Moving south to advance her musical career is impossible, Mike said, because her creativity is tied to her home — the source of her inspiration. It’s what makes the situation so difficult: She makes the music she does because of where she’s from, but feels the resources to succeed aren’t there. In addition, the struggle of staying on the road for months at a time puts a strain on her mental health and forces her to spend time away from her three children.

“When I go outside [in Toronto], I see cement,” said Mike.

“When I get home, step on my home grounds, that’s when I feel all colours come out, like I can be me again.”

Related stories from around the North:

Canada: Canada mourns death of legendary Inuk singer Charlie Panigoniak, CBC News

Finland: Finland hosts first Nordic visual song contest, Yle News

Norway: Norway sends song with Sami joik to Eurovision Song Contest, The Independent Barents Observer

United States: Indian Agent, the Alaska band reclaiming Indigenous voices, Alaska Dispatch News

Jackson Weaver, CBC News

For more news from Canada visit CBC News.

11 thoughts on “A problem of popularity: How Canada’s northern musicians are hurt by lack of access

  • Thursday, August 20, 2020 at 03:56

    Your music comes to me a perfect masterpiece. I often listen to them on my mobile device at night. Especially my phone has ringtones for songs. Thank you

  • Monday, September 21, 2020 at 02:56

    They are true artists, and their work deserves respect and public exposure. They need a communicator to bring their music to the public.

  • Wednesday, November 11, 2020 at 02:30

    Increase communication and marketing measures.

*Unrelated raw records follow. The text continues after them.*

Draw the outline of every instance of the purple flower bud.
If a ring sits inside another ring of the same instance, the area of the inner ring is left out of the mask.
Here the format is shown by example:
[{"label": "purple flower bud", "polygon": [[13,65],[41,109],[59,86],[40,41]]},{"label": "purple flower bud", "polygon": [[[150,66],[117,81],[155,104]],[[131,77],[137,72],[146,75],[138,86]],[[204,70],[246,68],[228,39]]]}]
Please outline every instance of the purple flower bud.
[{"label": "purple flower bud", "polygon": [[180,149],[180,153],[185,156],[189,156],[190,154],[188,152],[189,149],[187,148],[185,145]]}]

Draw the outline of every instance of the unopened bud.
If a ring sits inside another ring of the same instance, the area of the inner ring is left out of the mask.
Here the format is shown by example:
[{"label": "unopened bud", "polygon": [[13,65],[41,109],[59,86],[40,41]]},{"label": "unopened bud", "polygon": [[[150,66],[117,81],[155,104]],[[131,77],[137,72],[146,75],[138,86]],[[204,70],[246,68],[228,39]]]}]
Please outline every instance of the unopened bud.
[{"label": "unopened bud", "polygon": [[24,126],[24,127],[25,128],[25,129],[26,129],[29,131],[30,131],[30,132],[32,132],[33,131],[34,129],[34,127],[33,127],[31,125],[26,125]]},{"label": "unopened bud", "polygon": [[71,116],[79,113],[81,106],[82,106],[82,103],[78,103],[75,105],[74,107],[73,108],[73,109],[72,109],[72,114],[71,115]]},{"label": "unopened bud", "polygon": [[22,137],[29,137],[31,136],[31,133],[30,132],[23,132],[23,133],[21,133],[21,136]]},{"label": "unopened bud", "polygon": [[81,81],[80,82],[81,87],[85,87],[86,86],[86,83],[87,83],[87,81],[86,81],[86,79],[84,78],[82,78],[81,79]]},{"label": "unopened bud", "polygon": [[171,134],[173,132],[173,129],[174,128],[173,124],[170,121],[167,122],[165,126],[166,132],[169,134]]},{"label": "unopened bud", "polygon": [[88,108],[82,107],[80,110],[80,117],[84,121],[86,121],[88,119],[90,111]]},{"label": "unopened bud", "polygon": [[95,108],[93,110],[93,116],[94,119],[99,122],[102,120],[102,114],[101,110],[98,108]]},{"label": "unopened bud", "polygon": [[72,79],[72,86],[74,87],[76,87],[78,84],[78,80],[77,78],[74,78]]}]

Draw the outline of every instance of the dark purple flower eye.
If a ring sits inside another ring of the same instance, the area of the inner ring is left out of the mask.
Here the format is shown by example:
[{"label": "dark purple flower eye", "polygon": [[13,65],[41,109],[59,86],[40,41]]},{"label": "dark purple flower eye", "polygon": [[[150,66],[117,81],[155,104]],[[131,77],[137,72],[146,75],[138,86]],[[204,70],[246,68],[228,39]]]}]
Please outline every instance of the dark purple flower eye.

If they really have talent, they will be accepted by the public.

  • Wednesday, January 20, 2021 at 09:36

    I think there is more attention to musicians in Canada, they are all passionate about the arts, dedicating their brains and talents to the arts, but no one wants an artist Nobody knows and struggles with the rest of his life after devoting all his talents that no one knows

  • Monday, May 31, 2021 at 09:01

    It’s sad that I don’t think singers have such suffering. They deserve to be known, their songs need to be known by them more than that is my wish.